Coon, however, is interested in developing workflows using no fractionation and a single dimension of chromatography, the idea being that such methods could allow for extremely high-throughput proteomic profiling. In addition to their one-hour yeast proteome method, he and his colleagues have been refining a similar approach for profiling the considerably more complex human proteome. Currently, they are able to measure more than 8,000 proteins in under four hours in human samples.
"The ball, in a big sense, is back in the court of LC," said James Jorgenson, professor of chemistry at the University of North Carolina Chapel Hill and an LC expert who has worked with Coon's lab on high performance LC systems.
For researchers like Coon who are developing workflows using single-dimension chromatography, the solution to the LC issue essentially comes down to use of higher pressure, higher resolution systems, Jorgenson said.
"To try to squeeze out more peaks, better resolution out of a single column, there's almost no way around it," he said. "It requires longer columns, higher pressure, smaller particles, and then real attention to getting the best packing of those smaller particles you can."
"There's still plenty of room to make progress there," Jorgenson noted, though he added that it was unclear what the broader market might be for such higher pressure systems, and whether it was large enough to make it a priority for leading commercial LC firms like Waters and Agilent.
"Commercially, the pressure limit took a big jump up about 15 years ago," he said. "It had been limited to about 6,000 PSI, and now it's right around 20,000 PSI. The question is, will it take another jump eventually or just continue going up incrementally?"
Applications outside single-shot proteomics would also benefit from improved separations, Jorgenson said, but such systems would be fairly challenging to put together from a technical perspective.
"It's a pretty tough technology," he said. "You have to be able to make column connections, do injections, have really reliable pumping and valving that works at maybe 40,000, 50,000, 60,000 PSI. And it gets harder as you go up."

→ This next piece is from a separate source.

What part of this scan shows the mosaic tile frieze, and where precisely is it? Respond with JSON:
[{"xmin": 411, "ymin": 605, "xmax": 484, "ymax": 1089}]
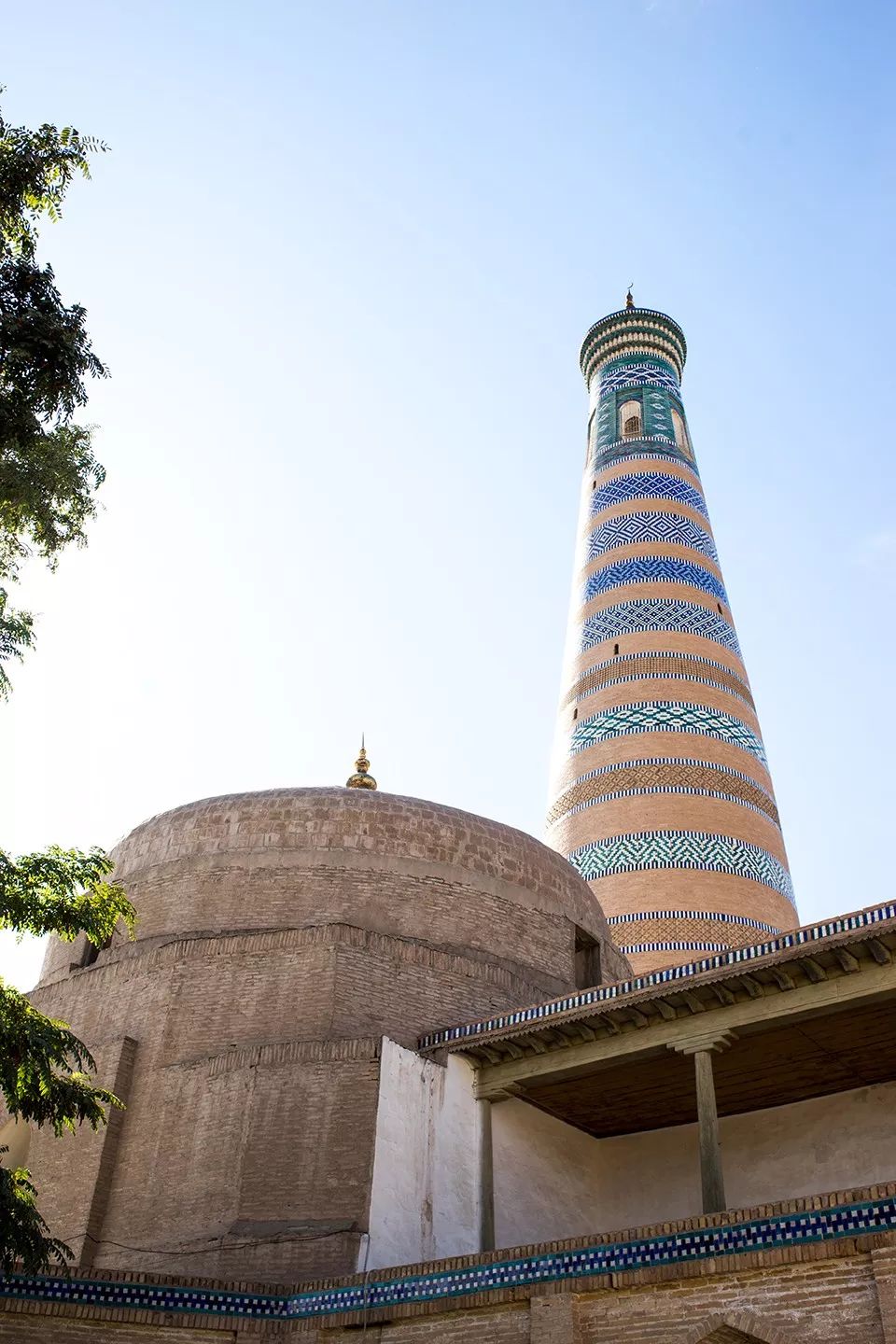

Jorgenson said he didn't envision commercial LC instruments going above the 60,000 PSI mark. "It would truly get difficult at that point in terms of materials and wear and tear and things like that."
He noted, though, that LC pressures in the 40,000 to 60,000 PSI range were doable and that this level of performance would likely be sufficient to take advantage of the full capacity of current cutting edge mass spec instruments.
"In our lab, we are working at 40,000, 50,000, 60,000 PSI kind of pressures with one-dimensional separations and we have been transferring that technology to other people's labs including [Coon's]," he said.
"To push further than where we are, we've got to innovate in the chromatography space," Coon said. "I don't think we really offered any solutions on how to do that innovation. But we're pointing out that, hey, this is probably the number one thing we can do right now."
On a related note, researchers investing in new mass spec systems "might want to pay careful attention to how they are doing separations," he added. "There is a broad range of quality in the separations that are being implemented out there. At least try to get yourself on the high end of what is possible right now."